Nets in a Normed Algebra
Nets in a Normed Algebra
Definition: A Directed Set is a set $\Lambda$ with an relation $\leq$ that satisfies the three conditions: 1) $\lambda \leq \lambda$ for all $\lambda \in \Lambda$ (Reflexivity). 2) If $\lambda_1 \leq \lambda_2$ and $\lambda_2 \leq \lambda_3$ then $\lambda_1 \leq \lambda_3$ (Transitivity). 3) For all $\lambda_1, \lambda_2 \in \Lambda$ there exists a $\lambda \in \Lambda$ such that $\lambda_1 \leq \lambda$ and $\lambda_2 \leq \lambda$ (The Existence of an Upper Bound Between Pairs in $\Lambda$). |
Definition: Let $\mathfrak{A}$ be a normed algebra. A Net in $\mathfrak{A}$ is a function $m : \Lambda \to \mathfrak{A}$ where $\Lambda$ is a directed set. Nets are often denoted by $\{ m(\lambda) \}_{\lambda \in \Lambda}$. |
Definition: Let $\mathfrak{A}$ be a normed algebra. A net $\{ x(\lambda) \}_{\lambda \in \Lambda}$ in $\mathfrak{A}$ is said to Net Converge (or simply Converge) to $x \in \mathfrak{A}$ denoted $x(\lambda) \overset{\alpha} \to x$ if for every open neighbourhood $U$ of $x$ there exists a $\lambda_0 \in \Lambda$ such that if $\lambda \geq \lambda_0$ then $x(\lambda) \in U$. |
The concept of a net is not exclusive to normed algebras. Nets are defined similarly for general topological spaces. Of course, $\mathfrak{A}$ with the norm topology is a topological space!

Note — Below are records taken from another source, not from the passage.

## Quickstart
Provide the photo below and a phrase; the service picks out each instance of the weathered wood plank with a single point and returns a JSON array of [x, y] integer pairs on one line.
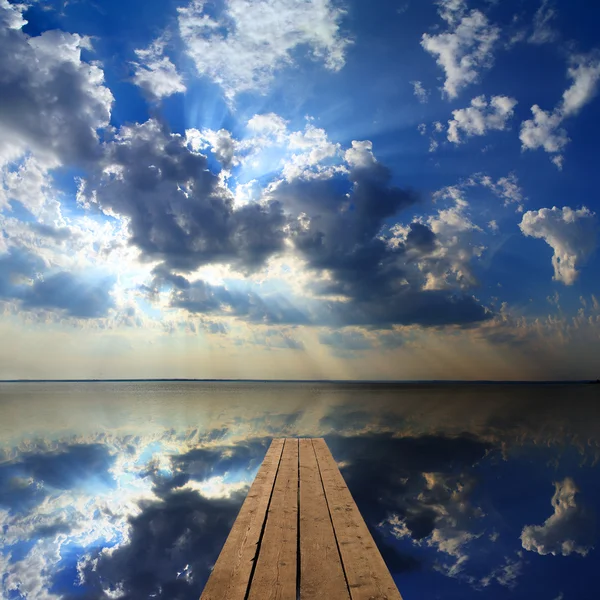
[[366, 572], [276, 568], [230, 577], [321, 573]]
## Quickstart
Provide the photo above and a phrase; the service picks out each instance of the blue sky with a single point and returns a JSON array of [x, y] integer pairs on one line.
[[274, 189]]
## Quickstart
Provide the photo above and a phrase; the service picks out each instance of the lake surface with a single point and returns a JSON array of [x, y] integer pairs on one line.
[[128, 490]]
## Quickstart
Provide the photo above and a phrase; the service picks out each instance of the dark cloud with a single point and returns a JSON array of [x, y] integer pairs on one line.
[[24, 483], [421, 238], [173, 544], [391, 470], [338, 231], [50, 101], [24, 277], [179, 211]]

Note that since $\mathfrak{A}$ is a normed space and $x \in \mathfrak{A}$ then every open ball centered at $x$ is an open neighbourhood of $x$. Thus, if $\{ x(\lambda) \}_{\lambda \in \Gamma}$ net converges to $x \in \mathfrak{A}$ then for all $\epsilon > 0$ there exists a $\lambda_0 \in \Lambda$ such that if $\lambda \geq \lambda_0$ then $x(\lambda) \in B(x, \epsilon)$, or equivalently, for all $\lambda \geq \lambda_0$ we have that:
(1)\begin{align} \quad \| x - x(\lambda) \| < \epsilon \end{align}